The briefs from the Office of the Solicitor General are peerless, though not always flawless.

But does the Office have a true “style”? As Administrations change, so do the solicitors, of course. The briefs in the short Kagan era, for example, are more spirited than the ones that her successor has signed. According to Jeffrey Toobin’s The Oath, in fact, when Kagan debuted on the scene, she surprised her deputies by line-editing briefs on even the most mundane matters, but their wariness soon yielded to deep respect for her writing gifts.

That said, the longstanding career lawyers do most of the heavy lifting, and the technical features of the Office’s style have long been set in stone.

Now, for the first time, some of those practices have been laid bare, thanks to a new book edited by Jack Metzler called The Solicitor General’s Style Guide. As Metzler delicately puts it, the manual “implicitly implores the reader to do as it says, not as it does.” But have no fear: I’ve waded through the 88 pages of sludge and have unearthed ten (or is that “10”?—see below) jewels of solicitor-worthy style advice:

1. Numbers Game

Spell out numbers or use digits?

Spell out zero through ten, and use digits for 11 and higher.

2. Money Talks

Currency: words, digits, or symbols?

The verdict: Use “$65 million,” not “$65,000,000” (and not “sixty-five million dollars,” either).

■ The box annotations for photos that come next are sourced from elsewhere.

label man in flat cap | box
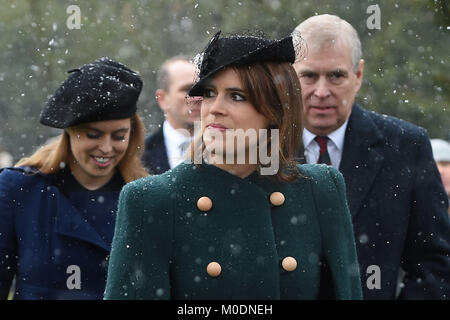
[431,139,450,214]
[143,56,200,174]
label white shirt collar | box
[303,119,348,152]
[163,120,192,169]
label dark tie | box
[314,136,331,166]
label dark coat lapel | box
[339,104,384,218]
[52,187,110,252]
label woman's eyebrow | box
[83,125,130,133]
[225,87,245,93]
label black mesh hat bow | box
[189,31,296,96]
[40,57,142,129]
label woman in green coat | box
[105,32,361,300]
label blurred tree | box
[0,0,450,160]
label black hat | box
[189,31,296,96]
[40,58,142,128]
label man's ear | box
[155,89,167,113]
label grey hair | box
[156,55,192,91]
[294,14,362,72]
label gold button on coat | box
[197,197,212,211]
[270,192,284,207]
[281,257,297,271]
[206,262,222,278]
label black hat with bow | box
[40,57,142,128]
[189,31,296,96]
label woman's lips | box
[91,156,113,168]
[206,123,227,131]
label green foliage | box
[0,0,450,160]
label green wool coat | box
[105,164,362,300]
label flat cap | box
[40,57,142,129]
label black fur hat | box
[40,58,142,128]
[189,31,296,96]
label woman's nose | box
[99,137,113,154]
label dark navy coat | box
[339,104,450,299]
[0,169,119,299]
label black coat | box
[142,126,170,174]
[339,104,450,299]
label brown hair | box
[191,62,303,181]
[16,114,148,183]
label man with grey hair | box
[142,56,200,174]
[431,139,450,214]
[294,14,450,299]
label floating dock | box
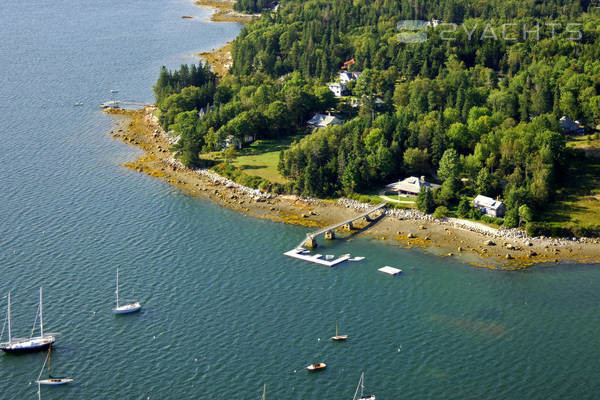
[283,247,350,268]
[377,265,402,276]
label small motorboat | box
[331,322,348,342]
[306,363,327,372]
[113,268,142,314]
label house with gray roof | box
[306,114,344,129]
[386,176,440,197]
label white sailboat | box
[0,288,56,353]
[113,268,142,314]
[352,372,375,400]
[35,346,74,390]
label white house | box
[386,176,440,197]
[558,115,585,133]
[340,71,360,84]
[328,82,346,97]
[306,114,344,129]
[473,195,506,218]
[427,18,443,28]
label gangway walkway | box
[296,202,387,249]
[100,100,150,108]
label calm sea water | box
[0,0,600,400]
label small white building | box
[386,176,440,197]
[306,114,344,129]
[427,18,443,28]
[473,195,506,218]
[327,82,346,97]
[340,71,360,84]
[558,115,585,134]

(Freebie tip: Leave off the cents when they are zero. So $25, not $25.00.)

3. Foreign Affairs

Italicize Latin terms?

Italicize true Latin terms like a fortioriinfra, and supra. Also italicize e.g. and i.e.

But no italics for Anglicized (in other words, familiar) Latin terms like certiorari, per se, pro se, and status quo.

4. Article of Faith

“An SEC rule” or “a SEC rule”?

Use articles for abbreviations or acronyms based on how they are customarily pronounced. So “An SEC rule” and “an NAACP fundraiser,” but “a FOIA request.”

5. Fee Schedule

“Attorney’s fees” or “attorneys’ fees”?

Attorney’s fees. So not attorneys’ fees, and thus not attorney fees or attorneys fees, either.

6. “Barbaric”?

“Caselaw” or “case law”?

Case law. The guide even cites a 1987 Charles Fried memo demanding the “total extirpation” of the “barbarism” known as “caselaw.”

7. Hyphen Nation

“Wholly-owned subsidiary” or “wholly owned subsidiary”?

Don’t hyphenate phrasal adjectives when the first word is an adverb ending in –ly. So “doughnut-hole gap” but “wholly owned corporation.”

8. Guilty as Charged

“Pleaded” or “pled”?

Pleaded: “Petitioner pleaded guilty.”

9. Your Honor

“Mr. Smith” and “Mrs. Jones”—or just “Smith” and “Jones”?

Call me Smith. No honorific, unless it’s necessary for clarity (a family, for example). If you do use the honorific for a woman, prefer Ms. to Miss.

10. Capital Crimes

“Section” or “section”? And “Federal law” or “federal law”?

Capitalize Section. But lowercase state and federal when used as adjectives modifying common nouns like law.